Tuesday, 21 September 2010

The September HIT Standards Committee

The September HIT Standards Committee included three major topics, all of which are important for "living the dream" of achieving meaningful use in the real world.

First, Jamie Ferguson and Betsy Humphreys briefed the committee on the recent Vocabulary Task Force Hearings which focused on reducing barriers and creating enablers to accelerate interoperability. One such enabler is creating a "one stop shopping" resource for downloading the vocabularies and codesets required by the Standards Final Rule. Major themes from the hearings were:

*Clarity about what is required, of whom, for what intended purpose and future vision is more important than simplicity

*A comprehensive plan does not mean it should be done all it once. Phased implementation of prioritized content sets and maps will ease adoption burdens

*A major issue reported by testifiers was intellectual property barriers to making code sets and value sets widely available. For examples, there are mappings that are only available to licensed users of proprietary vocabularies (i.e. RxNorm to First Data Bank mapping) and some code sets are embedded in HL7 and NCPDP standards which are only available via yearly membership in those organizations.

Vocabularies are increasingly important and Betsy Humphreys reported that licensure of UMLS for access to SNOMED-CT and RxNorm has grown tremendously. The final rule has accelerated adoption of controlled terminology.

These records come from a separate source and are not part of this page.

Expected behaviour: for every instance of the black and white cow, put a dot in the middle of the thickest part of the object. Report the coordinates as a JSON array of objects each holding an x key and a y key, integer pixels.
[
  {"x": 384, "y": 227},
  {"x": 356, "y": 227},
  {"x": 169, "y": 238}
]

Thus, it is important that resources which facilitate the implementation and maintenance of meaningful use vocabularies are made widely available.

Several ideas for addressing intellectual property issues were discussed including government licensure of vocabularies for general use and centralized procurement/license management for vocabularies needed for meaningful use that reduces the burden on hospitals and eligible professionals.

Judy Murphy and Liz Johnson presented the Implementation Workgroup's key priorities for the next year which include information sharing and communication to reduce the burden of achieving meaningful use. Hospitals and eligible professionals have similar questions, frustrations, and change management challenges. By leveraging the wisdom of the crowd via novel social networking approaches and education, we can accelerate the process for all.

Doug Fridsma presented the Standards and Interoperability Framework, the RFPs that have been awarded, and processes that will be defined to ensure that clear, easy to use implementation guides are available in the future.

Next month we'll hear from the HIT Policy Committee so that we can begin the standards selection effort in support of Meaningful Use Stage 2 and 3. The industry needs a phased implementation plan and thus my preference would be to declare what is needed for stage 3 and then define stage 2 as the incremental steps to get us on the right trajectory.